I pause, though, to comment for observers of such antics that, every time these women boast that they have priestly orders by dint of the orders first ‘conferred’ on a woman by a renegade (male) bishop, they miss a crucial point of John Paul II’s ap. lit. Ordinatio sacerdotalis (1994), the document precluding, forever, the possibility of female priests.

The central assertion in Ordinatio is not, repeat not, sacramental (about the nature of orders) nor even ontological (about the nature of women). It’s ecclesiological (about the nature of the Church). Grasp that, and one has the essence of the thing.

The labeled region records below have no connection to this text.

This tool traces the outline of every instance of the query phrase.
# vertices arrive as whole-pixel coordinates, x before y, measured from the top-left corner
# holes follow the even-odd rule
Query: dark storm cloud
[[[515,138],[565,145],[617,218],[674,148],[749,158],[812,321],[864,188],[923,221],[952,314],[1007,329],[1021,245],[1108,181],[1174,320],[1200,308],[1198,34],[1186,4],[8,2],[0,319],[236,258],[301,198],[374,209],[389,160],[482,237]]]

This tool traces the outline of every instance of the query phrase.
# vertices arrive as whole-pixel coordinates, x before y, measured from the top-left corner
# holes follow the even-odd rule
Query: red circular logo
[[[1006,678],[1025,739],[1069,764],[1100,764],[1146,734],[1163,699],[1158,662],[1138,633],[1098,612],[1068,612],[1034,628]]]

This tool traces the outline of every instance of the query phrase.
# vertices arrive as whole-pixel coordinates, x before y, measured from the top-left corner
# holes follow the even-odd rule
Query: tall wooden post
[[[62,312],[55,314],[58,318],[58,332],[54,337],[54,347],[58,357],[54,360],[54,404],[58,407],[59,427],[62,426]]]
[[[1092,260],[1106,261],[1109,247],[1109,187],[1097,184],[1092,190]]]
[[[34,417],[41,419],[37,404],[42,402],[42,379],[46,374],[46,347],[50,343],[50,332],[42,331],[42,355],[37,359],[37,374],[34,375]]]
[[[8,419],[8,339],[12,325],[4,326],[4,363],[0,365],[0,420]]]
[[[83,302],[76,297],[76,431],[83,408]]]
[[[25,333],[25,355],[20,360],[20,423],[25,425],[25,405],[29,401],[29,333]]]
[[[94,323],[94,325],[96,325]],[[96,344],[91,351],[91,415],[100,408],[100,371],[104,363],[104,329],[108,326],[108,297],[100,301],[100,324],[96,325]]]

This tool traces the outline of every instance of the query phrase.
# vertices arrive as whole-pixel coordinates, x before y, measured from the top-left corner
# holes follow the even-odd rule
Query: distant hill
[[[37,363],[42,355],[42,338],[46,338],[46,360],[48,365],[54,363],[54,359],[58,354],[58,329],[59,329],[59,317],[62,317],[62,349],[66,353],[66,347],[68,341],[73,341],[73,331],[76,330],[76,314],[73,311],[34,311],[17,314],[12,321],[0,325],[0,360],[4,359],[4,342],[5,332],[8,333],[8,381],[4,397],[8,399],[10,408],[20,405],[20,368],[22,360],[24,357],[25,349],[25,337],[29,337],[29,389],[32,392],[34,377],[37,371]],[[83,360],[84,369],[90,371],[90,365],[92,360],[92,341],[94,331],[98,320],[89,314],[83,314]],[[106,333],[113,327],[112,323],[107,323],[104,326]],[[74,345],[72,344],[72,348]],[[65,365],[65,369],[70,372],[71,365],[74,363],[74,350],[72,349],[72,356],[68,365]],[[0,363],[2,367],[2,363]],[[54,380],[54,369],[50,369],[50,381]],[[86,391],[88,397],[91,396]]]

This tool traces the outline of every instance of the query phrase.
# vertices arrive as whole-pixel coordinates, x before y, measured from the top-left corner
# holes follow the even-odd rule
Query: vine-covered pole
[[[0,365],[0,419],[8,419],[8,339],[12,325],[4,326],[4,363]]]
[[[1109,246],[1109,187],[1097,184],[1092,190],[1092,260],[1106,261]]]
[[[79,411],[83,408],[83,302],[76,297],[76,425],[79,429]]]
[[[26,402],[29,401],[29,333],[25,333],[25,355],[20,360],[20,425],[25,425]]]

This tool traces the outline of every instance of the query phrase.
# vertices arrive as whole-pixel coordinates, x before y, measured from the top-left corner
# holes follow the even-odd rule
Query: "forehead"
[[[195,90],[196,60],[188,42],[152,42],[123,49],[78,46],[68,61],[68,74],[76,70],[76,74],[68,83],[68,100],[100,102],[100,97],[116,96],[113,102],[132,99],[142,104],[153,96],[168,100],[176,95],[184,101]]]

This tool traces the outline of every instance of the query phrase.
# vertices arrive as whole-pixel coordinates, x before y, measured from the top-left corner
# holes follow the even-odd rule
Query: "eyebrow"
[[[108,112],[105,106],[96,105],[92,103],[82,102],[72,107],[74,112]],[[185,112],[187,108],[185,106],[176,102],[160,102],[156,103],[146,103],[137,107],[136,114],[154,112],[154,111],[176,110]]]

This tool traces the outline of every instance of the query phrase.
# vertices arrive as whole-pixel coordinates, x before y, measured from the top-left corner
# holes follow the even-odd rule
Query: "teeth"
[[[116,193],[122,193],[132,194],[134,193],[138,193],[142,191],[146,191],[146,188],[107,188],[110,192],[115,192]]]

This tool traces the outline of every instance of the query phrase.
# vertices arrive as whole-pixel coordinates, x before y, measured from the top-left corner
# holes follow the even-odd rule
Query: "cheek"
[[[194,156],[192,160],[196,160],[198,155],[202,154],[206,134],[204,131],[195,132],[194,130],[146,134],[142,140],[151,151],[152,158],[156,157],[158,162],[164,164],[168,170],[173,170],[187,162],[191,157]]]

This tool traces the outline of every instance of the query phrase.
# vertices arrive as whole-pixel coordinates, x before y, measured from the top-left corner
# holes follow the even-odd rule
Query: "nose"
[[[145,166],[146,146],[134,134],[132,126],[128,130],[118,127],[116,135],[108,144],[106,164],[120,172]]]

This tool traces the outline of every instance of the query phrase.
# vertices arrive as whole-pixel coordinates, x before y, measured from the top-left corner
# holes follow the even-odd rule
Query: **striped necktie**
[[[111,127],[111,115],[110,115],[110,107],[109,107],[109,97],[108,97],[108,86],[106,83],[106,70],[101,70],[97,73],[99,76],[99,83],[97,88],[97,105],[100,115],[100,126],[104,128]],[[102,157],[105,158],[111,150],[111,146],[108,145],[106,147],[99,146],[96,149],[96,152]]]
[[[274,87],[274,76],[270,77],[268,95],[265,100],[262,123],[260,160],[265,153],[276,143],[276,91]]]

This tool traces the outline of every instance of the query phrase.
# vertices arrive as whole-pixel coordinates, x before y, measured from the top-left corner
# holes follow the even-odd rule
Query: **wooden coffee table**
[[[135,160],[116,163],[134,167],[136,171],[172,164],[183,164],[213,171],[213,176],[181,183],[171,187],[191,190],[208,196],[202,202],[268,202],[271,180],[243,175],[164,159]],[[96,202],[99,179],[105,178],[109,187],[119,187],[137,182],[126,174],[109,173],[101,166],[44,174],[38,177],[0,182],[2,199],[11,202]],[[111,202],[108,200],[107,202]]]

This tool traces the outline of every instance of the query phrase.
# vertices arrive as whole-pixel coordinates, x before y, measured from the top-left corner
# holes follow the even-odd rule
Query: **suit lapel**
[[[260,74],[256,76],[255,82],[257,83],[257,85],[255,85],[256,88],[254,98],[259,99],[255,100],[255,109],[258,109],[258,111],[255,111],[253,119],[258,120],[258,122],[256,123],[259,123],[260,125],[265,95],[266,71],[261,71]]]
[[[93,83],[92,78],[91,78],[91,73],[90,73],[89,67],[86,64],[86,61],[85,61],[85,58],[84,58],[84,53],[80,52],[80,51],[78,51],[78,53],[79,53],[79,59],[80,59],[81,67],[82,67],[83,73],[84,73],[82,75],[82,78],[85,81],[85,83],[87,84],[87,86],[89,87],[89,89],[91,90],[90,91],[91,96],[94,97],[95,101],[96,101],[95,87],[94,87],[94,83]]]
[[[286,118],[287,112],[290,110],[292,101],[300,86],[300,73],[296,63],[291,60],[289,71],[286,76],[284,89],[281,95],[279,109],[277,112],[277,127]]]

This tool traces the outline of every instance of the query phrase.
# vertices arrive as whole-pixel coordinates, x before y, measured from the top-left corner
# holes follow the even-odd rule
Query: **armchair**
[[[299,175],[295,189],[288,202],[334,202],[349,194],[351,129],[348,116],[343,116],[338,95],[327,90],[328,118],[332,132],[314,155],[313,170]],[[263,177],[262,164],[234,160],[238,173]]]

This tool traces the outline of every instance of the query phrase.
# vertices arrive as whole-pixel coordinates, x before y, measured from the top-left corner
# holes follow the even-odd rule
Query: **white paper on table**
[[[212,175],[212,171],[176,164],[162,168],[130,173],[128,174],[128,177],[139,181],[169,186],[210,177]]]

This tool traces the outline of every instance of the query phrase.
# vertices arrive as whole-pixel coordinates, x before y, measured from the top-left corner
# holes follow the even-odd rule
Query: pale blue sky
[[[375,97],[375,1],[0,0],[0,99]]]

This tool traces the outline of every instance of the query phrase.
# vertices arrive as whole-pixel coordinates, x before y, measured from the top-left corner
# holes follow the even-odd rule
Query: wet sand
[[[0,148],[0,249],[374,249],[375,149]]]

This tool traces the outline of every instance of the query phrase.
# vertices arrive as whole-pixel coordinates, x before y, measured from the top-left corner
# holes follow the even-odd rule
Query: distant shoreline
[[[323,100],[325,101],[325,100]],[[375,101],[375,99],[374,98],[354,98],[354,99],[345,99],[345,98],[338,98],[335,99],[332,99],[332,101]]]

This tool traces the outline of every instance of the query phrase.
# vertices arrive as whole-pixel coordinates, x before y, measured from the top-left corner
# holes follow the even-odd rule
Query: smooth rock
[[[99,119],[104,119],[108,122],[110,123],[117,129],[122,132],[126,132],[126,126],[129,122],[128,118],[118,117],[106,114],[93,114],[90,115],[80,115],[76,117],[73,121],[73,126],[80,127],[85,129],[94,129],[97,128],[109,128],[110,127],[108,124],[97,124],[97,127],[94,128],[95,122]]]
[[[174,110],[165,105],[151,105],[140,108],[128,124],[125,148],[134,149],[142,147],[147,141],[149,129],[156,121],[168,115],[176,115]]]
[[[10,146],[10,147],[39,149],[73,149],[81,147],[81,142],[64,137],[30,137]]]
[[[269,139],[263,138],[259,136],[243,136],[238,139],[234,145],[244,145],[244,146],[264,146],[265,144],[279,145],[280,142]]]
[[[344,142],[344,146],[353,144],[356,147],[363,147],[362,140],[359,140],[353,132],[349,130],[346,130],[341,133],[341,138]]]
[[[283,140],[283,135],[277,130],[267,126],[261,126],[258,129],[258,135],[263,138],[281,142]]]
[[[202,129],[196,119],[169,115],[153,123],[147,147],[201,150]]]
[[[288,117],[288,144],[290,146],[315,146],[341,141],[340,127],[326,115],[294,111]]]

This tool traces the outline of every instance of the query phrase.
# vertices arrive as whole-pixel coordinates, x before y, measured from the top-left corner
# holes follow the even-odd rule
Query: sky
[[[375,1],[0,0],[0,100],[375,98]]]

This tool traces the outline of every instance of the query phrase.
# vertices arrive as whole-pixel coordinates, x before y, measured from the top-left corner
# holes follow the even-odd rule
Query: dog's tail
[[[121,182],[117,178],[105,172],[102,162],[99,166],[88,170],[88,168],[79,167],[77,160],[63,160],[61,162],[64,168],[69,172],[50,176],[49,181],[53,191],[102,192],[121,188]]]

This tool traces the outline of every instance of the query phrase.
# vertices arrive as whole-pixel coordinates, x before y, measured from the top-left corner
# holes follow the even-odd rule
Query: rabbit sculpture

No one disputes that the bishop who first simulated conferral of orders on a woman could himself confer orders, and no one (who’s actually read it) claims that Ordinatio formally addresses the capacity of women to receive orders. Rather, Ordinatio asserts something about the Church, namely, that “the Church has no authority whatsoever to confer priestly ordination on women”. Ordinatio is not about orders, nor even about women, it’s about the Church and about what Jesus authorized his Church to do, or not do, with priestly orders in regard to women.  Mind, there might well be sacramental and ontological obstacles to female ordination, but all we know for sure from Ordinatio is that there are ecclesiological obstacles to women priests. Permanent, insurmountable obstacles.

Think of it this way: If Gabriel himself appeared in fiery splendor above St. Peter’s Basilica and proclaimed “Just so you know, women are ontologically capable of receiving priestly Orders!”, not one jot of Ordinatio would have to be changed, why? because Ordinatio is not about women or orders, it’s about the Church. The pope, shielding his eyes, could say to Gabriel, “I’m confused, does this mean that we can ordain women priests after all?” Gabriel would respond [with a face-palm], “No! for Pete’s sake, because Jesus did not give that authority to his Church! Read Ordinatio, people. It’s correctly stated in there.”

Given, by the way, the ecclesiological import of Ordinatio, it’s not hard to see why those acting in disregard of it are threatened precisely with excommunication, in that….oops, sorry, I’m starting to talk canon law again, and as we’ve already been informed, ‘women priests’ just ignore canon law.